Alex had to clench his teeth not to contradict the devil.

“She belonged to the Campbell clan.” The Campbell slammed his fist against the table.

Belonged?Alex’s head throbbed with rage. Lena was not a possession but a woman. He wanted to pummel the Campbell.

“The king forced ye to marry her simply to thwart me,” the Campbell continued. “I ken it, in spite of what lies he tried to shove down my throat.” The Campbell jerked to his feet. “She was my family’s to have and use as we saw fit, to hurt and degrade in order to strike back at Iain MacLeod for all the blows he and his brothers have struck upon us.”

Alex was a breath away from damning the mission, grasping the blade of the sword still pointed at his throat, and using it to kill the Campbell, but the Steward said, “Enough. All this complaining dunnae change the fact that she now belongs to the MacLean clan.
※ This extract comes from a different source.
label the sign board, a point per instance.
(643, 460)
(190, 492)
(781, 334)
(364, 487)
So tell me,” the Steward demanded as he stared at Alex. “Why would ye nae wish to be married to such a beguiling creature?”

Before Alex could answer, Marsaili was ushered into the room, looking as uneasy and fearful as a rabbit being hunted. She hovered at the door, sweeping her gaze over Alex, Thomas, the Steward, and finally, her father. “Da,” she said and offered an awkward curtsy to him and then the rest of them.

The Campbell gave his daughter a dispassionate look. “Still nae a bonny lass, I see.”

Marsaili’s cheeks reddened, and pity gripped Alex. He’d been angry with Marsaili when he’d learned she was the traitor, but when he’d read of her son and how her father was hiding the child from her, he had understood what she’d done. He did not condone it, but he understood it. Watching her shift from foot to foot and bite nervously on her lip, he was glad that she did not know the truth about him and the mission King David had tasked him with. Marsaili would have given the truth away, not out of spite but out of fear. And while he may now be in possession of one of the traitors’ names—Laird Fraser—he still needed the other.

“Ye are just in time to hear why the MacLean laird did nae care to marry yer half sister,” the Campbell said. “Surprising, is it nae, given her beauty? That dunnae bode well for ye, Marsaili, given yer lack of it. If one as bonny as Lena kinnae sway a man, what hope do ye have?”

“Nae verra much, Da,” she answered in a meek voice that was so unlike the woman Alex had glimpsed at Dunvegan. Gone was any boldness and zest for life in the face of her father.

“So, MacLean?” the Steward pressed.

Alex racked his mind for what to say that would seem believable. Several things came to him, but it made him ache to even think of uttering such insults about Lena. Still, he had to. He could feel Marsaili staring at him, and he could imagine that the woman would want to gouge his eyes out after he spoke. “It was well kenned that she feared men, which concerned me in regard to how she would be in the joining.”

“And how was she?” the Campbell demanded, a leer on his face.

Alex arched his eyebrows. “As I expected. Fearful. Cold. Nae the sort of lass to rouse a man to passion.”

Marsaili gasped and her face mottled red, but she held her tongue.